As I write this on Monday the rain is falling fast in Essex and in Colchester. The crops really needed a good day or two of rain, but it makes picking blueberries — for the stand and for the CSA — difficult. Most veggies we can pick in the rain, but berries not so much. If the rain keeps up we might have trouble getting enough berries for Tuesday CSA members. If this is the case we will have a substitute on hand!

As I mentioned on Sunday, we have plenty of corn this week, and it’s the super-sweet bicolored variety that most people prefer (I ate some today and it is awesome!). We will also have shelling peas again, and beans. If you missed making dilly beans when we last had dill, this is your chance; we will have fresh dill again this week!

There are lots of “possible” options this week, and I’ll try to have a few out every day.
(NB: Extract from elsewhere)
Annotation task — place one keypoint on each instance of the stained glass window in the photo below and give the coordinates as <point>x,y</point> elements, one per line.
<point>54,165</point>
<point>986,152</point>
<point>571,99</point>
If you don’t see a favorite, you can always ask; sometimes I will have it in the cooler. I put that an option is “possible” when I’m not sure if we have quite enough to make it through the week, or if it might not be ready for harvest until later in the week. I also put that an option is “possible” if we haven’t checked on it in a few days, so we don’t know if it’s quite ready (this is the case with the broccoli).

Bread and Coupons

The bread this week is Waitsfield Common. We are also giving out coupons for 50 cents off per pound on Pennsylvania peaches and nectarines, and $1 off VT Cheese. The coupons can be used for either item or for both. You can also take extra coupons if you’d like! The idea is just that CSA members pay a bit less for these popular items.

Corn

The super-sweet variety of corn that we’re giving out this week will stay sweet in your fridge for 5 or 6 days as long as you keep the husk on it (although, of course, it’s always best when eaten just a day or two after it’s been picked!) The trick to getting sweet and crunchy corn is to shuck it right before you’re going to cook it, and to just cook the ears for a few minutes. I like corn best when it’s been boiled or cooked on the grill, but microwaved corn is great if you’re in a hurry, or if you don’t feel like heating up the kitchen with a big pot of boiling water. I’ve found that 3 minutes per ear usually works well if the corn is fresh. This is also a great way to cook corn for the Succotash recipe below.

Shelling Beans

We picked 8 bushels of shelling beans on Monday morning, so we will have these as an option for everyone. Like shelling peas, you don’t eat the pod. Shelling beans (also called horticulture beans) should be shelled and then cooked like dried beans (boiled in salty water until soft). Because they are fresh, they will cook in a shorter time than dried beans. It usually takes between 25 and 40 minutes to cook them fully, but don’t be afraid to go longer if necessary; you want the beans to be nice and soft. You can add your cooked beans to soups or stews, eat them plain, or add them to this delicious simple summer succotash.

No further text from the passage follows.